NMAA News Flash – Daihatsu Gran Max dan dua mobil rebadge lainnya sempat terdampak instruksi pemerintah Jepang terkait izin pengiriman unit mobil.
Melalui izin tipe kendaraan/Vehicle Type Approval (VTA), Kementerian Pertanahan, Infrastruktur, Transportasi dan Pariwisata Jepang (MLIT) sempat menangguhkan aktivitas pengiriman mobil Daihatsu Gran Max, Toyota Town Ace, dan Mazda Bongo.
Namun, melalui informasi dalam siaran pers resmi Daihatsu, MLIT telah resmi mencabut instruksi tersebut dan memperbolehkan pengiriman beberapa mobil buatan Jepang tersebut.
“Mereka (MLIT) telah mencabut instruksinya untuk menangguhkan pengiriman lima model, Toyota Probox, Mazda Familia Van, Daihatsu Gran Max Cargo, Toyota Town Ace Van, dan Mazda Bongo Van, karena kendaraan tersebut telah dipastikan memenuhi standar Undang-Undang Kendaraan Angkutan Jalan,” tulis Daihatsu dalam siaran persnya belum lama ini.
Atas arahan tersebut, kini Daihatsu dapat melanjutkan pengiriman dan produksi mobil-mobil tersebut sembari membuka komunikasi dengan pihak perusahaan penjual dan pemasok pengiriman unit mobil.
“Saat melanjutkan pengiriman dan produksi, kami akan berkomunikasi erat dengan perusahaan penjualan dan pemasok terkait serta melakukan persiapan untuk menghindari kebingungan,” sebutnya.
“Ke depannya, kami akan mengambil langkah-langkah yang diperlukan, seperti melakukan pengujian dengan otoritas sertifikasi yang hadir, sesuai dengan indikasi dari MLIT, sambil secara hati-hati memastikan bahwa pelanggan kami dapat mempercayai kendaraan kami untuk mendukung kehidupan sehari-hari mereka sebagai sebuah perusahaan,” lanjutnya.
Dilansir nmaa.co.id dari NHK, dampak pencabutan aktivitas pengiriman sementara ini hanya terjadi di Jepang.

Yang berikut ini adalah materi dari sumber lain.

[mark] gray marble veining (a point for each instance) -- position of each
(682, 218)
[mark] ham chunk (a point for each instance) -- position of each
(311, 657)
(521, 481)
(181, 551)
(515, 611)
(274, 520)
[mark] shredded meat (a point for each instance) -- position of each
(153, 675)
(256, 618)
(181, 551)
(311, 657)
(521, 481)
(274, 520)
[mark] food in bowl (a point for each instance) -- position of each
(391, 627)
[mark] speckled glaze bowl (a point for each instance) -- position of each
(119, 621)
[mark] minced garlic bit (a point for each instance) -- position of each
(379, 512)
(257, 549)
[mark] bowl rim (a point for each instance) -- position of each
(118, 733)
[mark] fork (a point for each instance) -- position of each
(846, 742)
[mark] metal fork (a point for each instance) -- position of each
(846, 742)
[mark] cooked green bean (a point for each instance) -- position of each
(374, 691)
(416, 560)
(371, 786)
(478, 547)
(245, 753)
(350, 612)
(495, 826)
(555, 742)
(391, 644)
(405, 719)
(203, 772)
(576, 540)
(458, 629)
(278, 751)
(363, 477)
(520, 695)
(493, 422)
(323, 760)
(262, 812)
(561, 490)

Di sisi lain MLIT masih terus melakukan inspeksi secara menyeluruh yang sebelumnya ditemukan pelanggaran fatal pada model pikap Daihatsu.

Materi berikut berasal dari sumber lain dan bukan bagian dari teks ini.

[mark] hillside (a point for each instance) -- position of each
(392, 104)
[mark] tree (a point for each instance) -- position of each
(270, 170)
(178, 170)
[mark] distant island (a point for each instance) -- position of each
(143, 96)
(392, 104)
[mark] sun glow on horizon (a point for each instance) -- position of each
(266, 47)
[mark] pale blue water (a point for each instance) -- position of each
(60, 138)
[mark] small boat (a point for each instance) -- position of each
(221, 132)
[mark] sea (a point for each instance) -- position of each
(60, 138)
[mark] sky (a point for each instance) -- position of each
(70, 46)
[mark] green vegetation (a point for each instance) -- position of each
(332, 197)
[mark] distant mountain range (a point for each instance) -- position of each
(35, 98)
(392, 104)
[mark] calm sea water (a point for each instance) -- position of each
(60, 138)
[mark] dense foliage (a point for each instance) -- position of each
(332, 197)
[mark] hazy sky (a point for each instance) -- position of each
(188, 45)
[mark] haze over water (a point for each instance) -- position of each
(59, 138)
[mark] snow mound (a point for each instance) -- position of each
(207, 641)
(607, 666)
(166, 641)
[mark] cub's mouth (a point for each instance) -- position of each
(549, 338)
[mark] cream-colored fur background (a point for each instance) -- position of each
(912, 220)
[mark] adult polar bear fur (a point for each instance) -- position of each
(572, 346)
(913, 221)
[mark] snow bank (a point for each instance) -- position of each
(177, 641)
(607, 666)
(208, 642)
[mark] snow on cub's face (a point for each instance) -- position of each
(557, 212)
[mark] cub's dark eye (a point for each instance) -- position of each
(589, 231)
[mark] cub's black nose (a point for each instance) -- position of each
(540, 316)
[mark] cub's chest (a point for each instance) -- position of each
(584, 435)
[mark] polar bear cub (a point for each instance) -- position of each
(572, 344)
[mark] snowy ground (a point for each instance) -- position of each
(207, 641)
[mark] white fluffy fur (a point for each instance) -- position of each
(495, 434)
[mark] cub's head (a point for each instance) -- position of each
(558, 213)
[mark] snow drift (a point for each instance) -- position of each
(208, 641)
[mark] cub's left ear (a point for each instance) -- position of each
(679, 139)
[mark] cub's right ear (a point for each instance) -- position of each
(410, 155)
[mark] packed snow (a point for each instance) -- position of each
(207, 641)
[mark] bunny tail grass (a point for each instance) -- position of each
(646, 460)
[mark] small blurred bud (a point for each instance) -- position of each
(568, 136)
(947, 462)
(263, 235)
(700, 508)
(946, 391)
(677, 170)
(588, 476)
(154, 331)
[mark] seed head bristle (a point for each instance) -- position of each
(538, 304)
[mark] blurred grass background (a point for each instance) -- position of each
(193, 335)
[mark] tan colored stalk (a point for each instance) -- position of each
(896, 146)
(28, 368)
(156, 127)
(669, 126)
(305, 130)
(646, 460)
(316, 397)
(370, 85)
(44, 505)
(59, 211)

Kementerian Pertanahan, Infrastruktur, Transportasi dan Pariwisata, menemukan kejanggalan terhadap kinerja airbag saat uji tabrak. Saat sesi pengujian berlangsung, ditemukan airbag dalam keadaan non aktif berdasarkan sebuah timer.
Padahal, komponen keselamatan ini terbilang vital saat terjadi benturan keras yang membahayakan pengendara maupun penumpang. Pengatur waktu disetel secara khusus selama sesi uji tabrak berlangsung.
Seharusnya, saat sensor membaca benturan airbag otomatis berfungsi normal.